Montana author Alan Weltzien will be in Kalispell on Wednesday, March 11 to do a reading from his novel, “The Norman Maclean Reader,” and his new memoir at the Hockaday Museum in Kalispell. The event is from 5 p.m. to 7 p.m. and the cost is $10.

Here’s a bio of Weltzien and more information on his work:

Weltzien is an English professor at the University of Montana Western (UMW) in Dillon, MT. He earned his masters and Ph.D at the University of Virginia and attended Whitman College as undergraduate. Weltzien is the recipient of two Fulbright Fellowships (Poland, Bulgaria) and a University of Montana Faculty Exchange Award (Australia). In the course of his life, he spent his childhood and young adulthood in Washington state, and went on to reside in three regions of the U.S. and three countries abroad.

Weltzien is known for his scholarly anthologies of writers Rick Bass (2001) and John McPhee (2003), both with the University of Utah Press. At UMW he teaches and writes about a wealth of contemporary Montana and western American writers.
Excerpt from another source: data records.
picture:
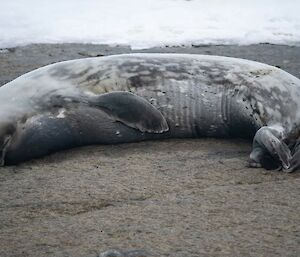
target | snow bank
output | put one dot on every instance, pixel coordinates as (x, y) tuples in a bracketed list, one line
[(147, 23)]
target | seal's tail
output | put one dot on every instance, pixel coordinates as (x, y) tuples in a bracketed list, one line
[(269, 150)]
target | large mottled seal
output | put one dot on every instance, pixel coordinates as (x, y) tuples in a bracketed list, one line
[(126, 98)]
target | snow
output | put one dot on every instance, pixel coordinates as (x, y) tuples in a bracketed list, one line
[(148, 23)]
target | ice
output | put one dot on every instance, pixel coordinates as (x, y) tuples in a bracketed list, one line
[(148, 23)]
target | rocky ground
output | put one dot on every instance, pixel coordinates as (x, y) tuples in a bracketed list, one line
[(192, 197)]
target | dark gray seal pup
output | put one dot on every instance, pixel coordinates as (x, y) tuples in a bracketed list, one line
[(133, 97)]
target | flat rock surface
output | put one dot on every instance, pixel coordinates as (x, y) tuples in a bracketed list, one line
[(180, 197)]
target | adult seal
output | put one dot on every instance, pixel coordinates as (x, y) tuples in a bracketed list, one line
[(133, 97)]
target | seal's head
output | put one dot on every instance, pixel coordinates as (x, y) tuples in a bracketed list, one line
[(7, 130)]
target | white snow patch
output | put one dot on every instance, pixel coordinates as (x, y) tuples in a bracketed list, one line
[(148, 23)]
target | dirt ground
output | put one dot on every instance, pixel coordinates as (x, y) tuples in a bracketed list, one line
[(191, 197)]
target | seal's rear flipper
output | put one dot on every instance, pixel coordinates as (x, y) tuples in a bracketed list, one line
[(269, 151), (295, 161), (132, 110)]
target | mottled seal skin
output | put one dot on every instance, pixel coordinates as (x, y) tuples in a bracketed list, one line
[(133, 97)]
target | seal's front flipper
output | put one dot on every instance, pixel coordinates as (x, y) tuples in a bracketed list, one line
[(269, 151), (3, 149), (132, 110)]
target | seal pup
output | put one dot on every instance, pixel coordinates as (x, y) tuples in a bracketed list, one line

Most recently, Weltzien received outstanding reviews for The Norman Maclean Reader, a collection of miscellaneous essays, selected letters to four valued friends, and one interview. Published eighteen years’ after Maclean’s death, it includes six pieces never before published, five of them, chapters from his first, incomplete book about G. A. Custer and the Battle of Little Bighorn. The Reader is collecting excellent notices, first in Publishers Weekly and Library Journal. It has been generously reviewed in The Wall Street Journal (11 October 2008), The Financial Times (London), BBC Programme 4, The Chicago Tribune, The Los Angeles Times (30 November 2008), and The Seattle Times (7 December 2008).

Weltzien’s newest work is a memoir, A Father and an Island: Reflections on Loss (Lewis-Clark Press, 2008), which profiles the loss of a father to an incurable disease and younger days shared with this father on Camano Island, Washington. Writer Mary Clearman Blew says of it, “In this moving tribute to his father and his family’s home on a Puget Sound island, Alan Weltzien returns us to a time when summers were glorious and children played all day on beaches that were still unexploited and unrestricted—a pleasure to read.”